If Ford is not careful, its toxic legacy will continue for decades to come.

Toxic Legacy: One Man’s Story



By Anthony Vigna

People say that pictures are worth a thousand words, and I believe that this statement heavily applies to a photo of Ringwood resident Mickey Van Dunk, taken by Thomas E. Franklin and published in The Record’s “Toxic Legacy” series. In the photo, Dunk stares at the camera with a serious, blank face that is almost devoid of any emotion, with a rare disease called hidradenitis suppurativa displayed prominently on his face. The current state of his disease is a result, he feels, of the millions of gallons of paint sludge dumped by Ford that contaminated his neighborhood in Ringwood, NJ. He’s had 17 different surgeries that have removed large amounts of his skin since he was a teenager, and he then refused to undergo any more surgery. He’s even had multiple suicidal incidents where he has come close to ending his own life.

This disease is genetic in Dunk’s family in certain aspects, but his state is not entirely the fault of his family’s history. For starters, exposure to pollutants is sure to make the effects of the disease a lot worse. This is evidenced by the fact that Dunk’s Harvard-trained surgeon, Dr. Parmad Ganchi, claims that he has one of the absolute worse cases of the disease that he has ever seen. The fact that hidradenitis suppurativa has reached Dunk’s face is a rarity in itself, as the disease typically never reaches that area of a person’s body. Despite the fact that no health study has been conducted, Dunk’s disease seems to be influenced by the sludge dump instigated by Ford.

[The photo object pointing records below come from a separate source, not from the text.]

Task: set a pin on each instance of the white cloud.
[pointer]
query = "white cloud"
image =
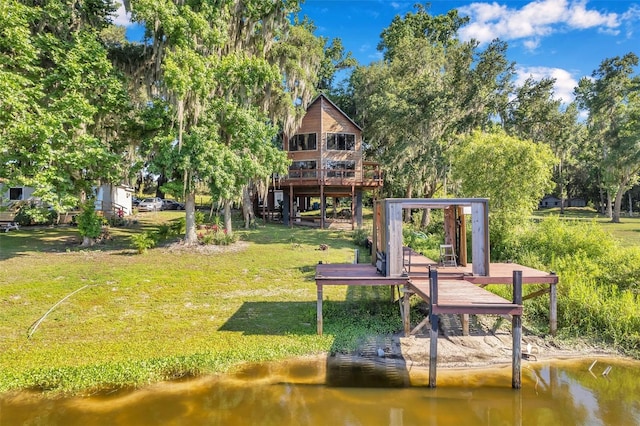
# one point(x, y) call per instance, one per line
point(536, 19)
point(563, 87)
point(123, 18)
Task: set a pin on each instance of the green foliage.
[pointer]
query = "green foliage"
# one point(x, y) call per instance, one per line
point(179, 226)
point(33, 214)
point(360, 237)
point(214, 234)
point(143, 241)
point(525, 171)
point(199, 217)
point(89, 223)
point(599, 284)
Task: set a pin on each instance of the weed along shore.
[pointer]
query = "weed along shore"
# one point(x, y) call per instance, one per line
point(109, 318)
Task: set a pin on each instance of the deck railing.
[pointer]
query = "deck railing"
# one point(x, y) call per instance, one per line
point(369, 175)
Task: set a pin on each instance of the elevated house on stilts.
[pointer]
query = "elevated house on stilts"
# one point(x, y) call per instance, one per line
point(327, 162)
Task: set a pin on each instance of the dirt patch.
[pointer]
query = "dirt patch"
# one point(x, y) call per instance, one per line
point(180, 246)
point(489, 343)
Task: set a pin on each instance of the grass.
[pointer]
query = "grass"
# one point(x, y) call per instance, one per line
point(139, 319)
point(164, 314)
point(627, 231)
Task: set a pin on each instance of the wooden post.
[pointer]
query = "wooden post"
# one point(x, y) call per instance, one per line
point(319, 308)
point(406, 317)
point(353, 207)
point(516, 325)
point(292, 213)
point(465, 324)
point(462, 256)
point(433, 334)
point(553, 309)
point(323, 208)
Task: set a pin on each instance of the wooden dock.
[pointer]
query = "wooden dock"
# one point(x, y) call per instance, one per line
point(447, 290)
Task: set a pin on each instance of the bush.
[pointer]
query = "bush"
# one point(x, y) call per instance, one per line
point(213, 234)
point(360, 237)
point(32, 214)
point(89, 223)
point(143, 241)
point(599, 280)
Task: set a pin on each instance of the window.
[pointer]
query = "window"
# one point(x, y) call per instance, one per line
point(302, 169)
point(341, 141)
point(303, 142)
point(15, 194)
point(341, 169)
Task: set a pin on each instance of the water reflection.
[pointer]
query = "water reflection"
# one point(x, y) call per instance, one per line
point(294, 393)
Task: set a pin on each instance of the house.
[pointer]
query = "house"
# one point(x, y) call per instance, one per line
point(326, 154)
point(114, 199)
point(577, 202)
point(548, 202)
point(10, 194)
point(110, 198)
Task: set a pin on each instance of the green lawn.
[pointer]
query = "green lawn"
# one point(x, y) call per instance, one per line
point(165, 314)
point(138, 319)
point(627, 231)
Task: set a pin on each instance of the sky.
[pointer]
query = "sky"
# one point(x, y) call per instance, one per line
point(562, 39)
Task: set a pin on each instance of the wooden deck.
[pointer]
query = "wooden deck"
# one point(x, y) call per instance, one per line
point(460, 292)
point(463, 297)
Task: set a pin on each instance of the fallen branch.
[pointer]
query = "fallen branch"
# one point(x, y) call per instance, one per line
point(35, 325)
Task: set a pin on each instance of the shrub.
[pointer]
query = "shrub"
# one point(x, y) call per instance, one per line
point(360, 237)
point(32, 214)
point(143, 241)
point(213, 234)
point(179, 226)
point(89, 223)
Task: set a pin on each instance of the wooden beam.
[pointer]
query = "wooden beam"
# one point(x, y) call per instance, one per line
point(516, 325)
point(291, 212)
point(433, 333)
point(553, 309)
point(465, 324)
point(462, 258)
point(406, 317)
point(319, 308)
point(323, 210)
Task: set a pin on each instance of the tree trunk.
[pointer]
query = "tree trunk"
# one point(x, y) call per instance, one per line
point(408, 194)
point(162, 179)
point(87, 242)
point(247, 208)
point(426, 218)
point(561, 183)
point(190, 236)
point(227, 217)
point(615, 218)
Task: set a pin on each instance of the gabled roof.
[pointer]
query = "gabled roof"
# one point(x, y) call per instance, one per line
point(323, 96)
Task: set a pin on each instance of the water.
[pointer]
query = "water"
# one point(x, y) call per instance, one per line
point(295, 393)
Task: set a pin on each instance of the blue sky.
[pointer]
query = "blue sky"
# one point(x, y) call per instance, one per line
point(563, 39)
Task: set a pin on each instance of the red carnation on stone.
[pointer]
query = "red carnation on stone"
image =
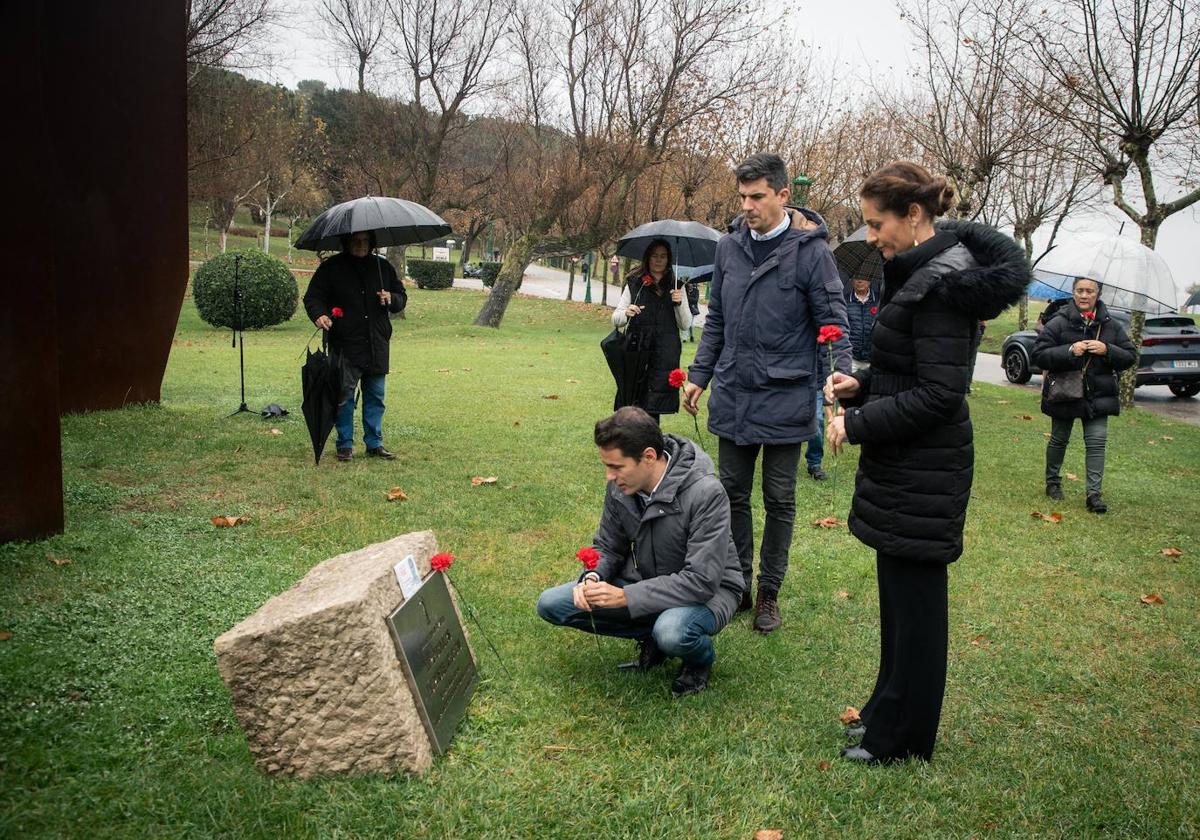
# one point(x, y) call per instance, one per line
point(589, 557)
point(829, 334)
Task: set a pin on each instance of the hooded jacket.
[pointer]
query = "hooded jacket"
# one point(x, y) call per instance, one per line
point(911, 415)
point(679, 550)
point(1053, 353)
point(364, 331)
point(759, 349)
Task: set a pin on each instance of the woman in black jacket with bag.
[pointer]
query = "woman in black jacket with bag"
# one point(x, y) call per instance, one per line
point(1080, 352)
point(909, 412)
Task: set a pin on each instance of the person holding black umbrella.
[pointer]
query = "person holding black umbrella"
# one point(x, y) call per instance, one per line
point(653, 312)
point(365, 287)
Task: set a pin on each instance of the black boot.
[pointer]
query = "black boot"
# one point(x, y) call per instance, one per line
point(649, 655)
point(766, 615)
point(691, 679)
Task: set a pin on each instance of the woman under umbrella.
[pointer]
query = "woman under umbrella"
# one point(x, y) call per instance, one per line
point(1084, 345)
point(653, 311)
point(909, 412)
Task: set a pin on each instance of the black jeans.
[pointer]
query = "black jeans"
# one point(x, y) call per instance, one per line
point(778, 498)
point(904, 711)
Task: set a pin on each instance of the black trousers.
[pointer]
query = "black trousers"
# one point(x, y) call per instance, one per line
point(904, 711)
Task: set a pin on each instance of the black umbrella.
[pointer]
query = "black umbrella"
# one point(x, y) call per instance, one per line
point(321, 379)
point(693, 245)
point(393, 221)
point(856, 258)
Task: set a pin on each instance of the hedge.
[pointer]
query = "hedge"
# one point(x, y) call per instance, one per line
point(431, 274)
point(269, 292)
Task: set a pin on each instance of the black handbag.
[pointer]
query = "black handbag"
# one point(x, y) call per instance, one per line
point(1065, 385)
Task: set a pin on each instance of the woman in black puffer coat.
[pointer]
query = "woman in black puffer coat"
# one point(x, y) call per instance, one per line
point(909, 412)
point(1081, 336)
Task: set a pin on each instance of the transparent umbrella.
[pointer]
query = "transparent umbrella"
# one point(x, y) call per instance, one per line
point(1133, 276)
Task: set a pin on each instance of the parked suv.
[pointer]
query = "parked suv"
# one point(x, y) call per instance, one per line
point(1170, 353)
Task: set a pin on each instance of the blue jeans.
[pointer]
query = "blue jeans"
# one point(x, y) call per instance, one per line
point(814, 448)
point(685, 633)
point(372, 409)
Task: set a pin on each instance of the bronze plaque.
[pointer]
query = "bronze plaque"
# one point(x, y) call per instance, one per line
point(437, 661)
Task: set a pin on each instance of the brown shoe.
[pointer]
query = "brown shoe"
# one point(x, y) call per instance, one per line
point(766, 612)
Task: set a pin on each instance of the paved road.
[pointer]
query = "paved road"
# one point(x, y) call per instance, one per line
point(546, 282)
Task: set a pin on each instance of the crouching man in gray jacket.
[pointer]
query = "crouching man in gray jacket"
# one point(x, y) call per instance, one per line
point(669, 574)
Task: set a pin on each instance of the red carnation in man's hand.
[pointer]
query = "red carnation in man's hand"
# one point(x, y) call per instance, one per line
point(829, 334)
point(589, 557)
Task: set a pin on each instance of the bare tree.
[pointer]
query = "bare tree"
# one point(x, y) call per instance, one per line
point(221, 33)
point(357, 27)
point(607, 88)
point(1127, 78)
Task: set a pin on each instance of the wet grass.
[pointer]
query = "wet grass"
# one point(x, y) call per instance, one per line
point(1071, 708)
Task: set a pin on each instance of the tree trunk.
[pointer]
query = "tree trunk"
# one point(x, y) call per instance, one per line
point(516, 261)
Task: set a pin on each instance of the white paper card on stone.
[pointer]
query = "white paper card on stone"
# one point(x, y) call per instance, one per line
point(408, 577)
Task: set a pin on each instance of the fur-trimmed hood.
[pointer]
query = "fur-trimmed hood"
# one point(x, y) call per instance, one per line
point(999, 280)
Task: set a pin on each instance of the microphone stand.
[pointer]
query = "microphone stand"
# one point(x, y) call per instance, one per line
point(239, 339)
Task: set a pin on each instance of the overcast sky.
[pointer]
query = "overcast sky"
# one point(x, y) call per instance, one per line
point(864, 36)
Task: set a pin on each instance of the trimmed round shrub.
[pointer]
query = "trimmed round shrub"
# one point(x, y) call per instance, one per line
point(490, 271)
point(431, 274)
point(269, 291)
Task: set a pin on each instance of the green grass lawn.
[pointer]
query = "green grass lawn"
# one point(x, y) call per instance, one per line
point(1071, 711)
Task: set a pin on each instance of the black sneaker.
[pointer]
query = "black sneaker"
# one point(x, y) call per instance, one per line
point(649, 655)
point(691, 679)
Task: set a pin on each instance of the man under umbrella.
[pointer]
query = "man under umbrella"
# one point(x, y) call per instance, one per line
point(365, 288)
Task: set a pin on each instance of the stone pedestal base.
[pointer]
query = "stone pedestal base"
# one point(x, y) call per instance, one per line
point(315, 677)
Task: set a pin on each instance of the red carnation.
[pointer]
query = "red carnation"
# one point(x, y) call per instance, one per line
point(589, 557)
point(829, 334)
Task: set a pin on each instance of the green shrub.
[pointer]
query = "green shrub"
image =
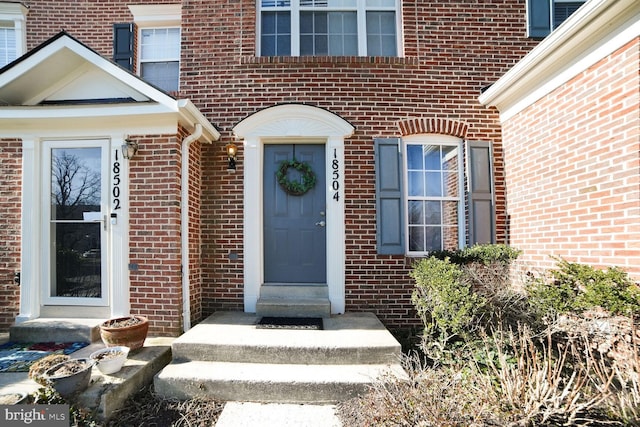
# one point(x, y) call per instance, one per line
point(483, 254)
point(577, 287)
point(444, 301)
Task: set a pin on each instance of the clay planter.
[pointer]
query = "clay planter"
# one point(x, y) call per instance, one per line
point(130, 331)
point(71, 376)
point(110, 360)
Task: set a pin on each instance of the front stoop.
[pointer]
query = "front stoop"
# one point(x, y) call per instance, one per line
point(291, 300)
point(56, 330)
point(226, 357)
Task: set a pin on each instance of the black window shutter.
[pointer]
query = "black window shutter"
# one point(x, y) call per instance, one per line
point(561, 11)
point(480, 196)
point(123, 45)
point(389, 199)
point(539, 12)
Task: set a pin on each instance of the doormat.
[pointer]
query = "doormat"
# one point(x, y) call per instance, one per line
point(19, 356)
point(314, 323)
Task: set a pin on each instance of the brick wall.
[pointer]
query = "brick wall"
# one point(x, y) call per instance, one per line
point(573, 169)
point(451, 50)
point(10, 206)
point(156, 285)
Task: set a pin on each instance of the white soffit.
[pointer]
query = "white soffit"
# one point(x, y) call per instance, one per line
point(64, 79)
point(594, 31)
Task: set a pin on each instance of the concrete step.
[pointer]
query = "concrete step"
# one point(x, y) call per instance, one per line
point(290, 307)
point(293, 300)
point(56, 330)
point(289, 290)
point(228, 358)
point(259, 382)
point(353, 338)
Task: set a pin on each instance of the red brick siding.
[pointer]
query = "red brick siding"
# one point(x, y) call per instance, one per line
point(156, 286)
point(573, 169)
point(11, 208)
point(452, 49)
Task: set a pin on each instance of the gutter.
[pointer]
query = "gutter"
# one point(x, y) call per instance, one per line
point(184, 226)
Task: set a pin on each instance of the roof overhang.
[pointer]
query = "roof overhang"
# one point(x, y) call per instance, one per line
point(596, 30)
point(64, 84)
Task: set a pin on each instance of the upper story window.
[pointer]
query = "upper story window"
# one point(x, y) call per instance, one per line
point(329, 28)
point(158, 44)
point(12, 31)
point(543, 16)
point(160, 57)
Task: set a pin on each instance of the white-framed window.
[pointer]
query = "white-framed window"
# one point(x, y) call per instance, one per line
point(329, 28)
point(12, 32)
point(543, 16)
point(159, 41)
point(434, 173)
point(160, 57)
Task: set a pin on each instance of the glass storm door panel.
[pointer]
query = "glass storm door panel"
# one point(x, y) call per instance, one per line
point(76, 226)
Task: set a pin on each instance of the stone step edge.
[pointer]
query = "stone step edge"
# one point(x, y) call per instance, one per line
point(283, 355)
point(260, 382)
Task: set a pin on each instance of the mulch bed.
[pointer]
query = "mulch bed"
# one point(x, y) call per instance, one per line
point(18, 357)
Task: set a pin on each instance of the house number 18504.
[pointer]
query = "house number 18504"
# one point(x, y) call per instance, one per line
point(335, 175)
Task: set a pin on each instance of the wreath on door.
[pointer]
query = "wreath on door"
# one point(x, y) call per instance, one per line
point(295, 187)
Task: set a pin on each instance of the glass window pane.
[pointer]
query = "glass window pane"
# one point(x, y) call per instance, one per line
point(416, 212)
point(434, 184)
point(432, 157)
point(163, 75)
point(433, 237)
point(275, 39)
point(160, 44)
point(450, 213)
point(450, 180)
point(414, 156)
point(450, 238)
point(320, 24)
point(76, 186)
point(76, 260)
point(416, 184)
point(433, 212)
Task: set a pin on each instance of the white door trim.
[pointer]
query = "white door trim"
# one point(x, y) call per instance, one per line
point(32, 278)
point(293, 122)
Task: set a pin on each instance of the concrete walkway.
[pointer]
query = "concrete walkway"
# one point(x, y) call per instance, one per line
point(239, 414)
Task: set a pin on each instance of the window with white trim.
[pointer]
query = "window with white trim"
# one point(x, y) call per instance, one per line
point(543, 16)
point(328, 27)
point(12, 32)
point(158, 40)
point(160, 57)
point(434, 194)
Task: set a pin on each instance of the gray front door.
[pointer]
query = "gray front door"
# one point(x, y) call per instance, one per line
point(294, 225)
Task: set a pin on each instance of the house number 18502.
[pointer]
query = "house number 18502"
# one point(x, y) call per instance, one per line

Not only is this deadly disease ruining his health, but its also killing all of his dreams and aspirations. Dunk often dreams about hanging outdoors like he used to before he was sick, engaging in activities like ice fishing and walking through water. He longs for the days where he could drive backhoes and dump trucks at construction sites, like his last job 12 years ago. Dunk even dreams of having boys with his wife, but unfortunately none of this is feasible. His current state prevents him from enjoying himself or working the job that he loves. He also tried to have kids with his wife, Linda, but unfortunately Dunk is now sterile. Not only that, but Dunk had to learn how to undress in the dark in order to make sure that he doesn’t scare her at night. Clearly, a life has been tragically ruined, he feels, due to Ford’s lack of care for the environment.

Keep in mind that this is only one person’s life that was drastically altered by this dump. In reality, the entire area of Ringwood where the dumping took place has been devastated by this disaster. Dunk’s story illustrates the dangers of Ford’s toxic legacy. One look at his photograph shows viewers how bad the damage to the area has been, and exhibits the harmful effects that such contamination can have on human beings. Hopefully, people will be able to look at Dunk’s face and be inspired to properly take care of the environment in the future. I know I have, as his story has inspired me to become more aware of environmental issues. Ford’s actions are inexcusable, and action must be taken to prevent things like this from happening in the future.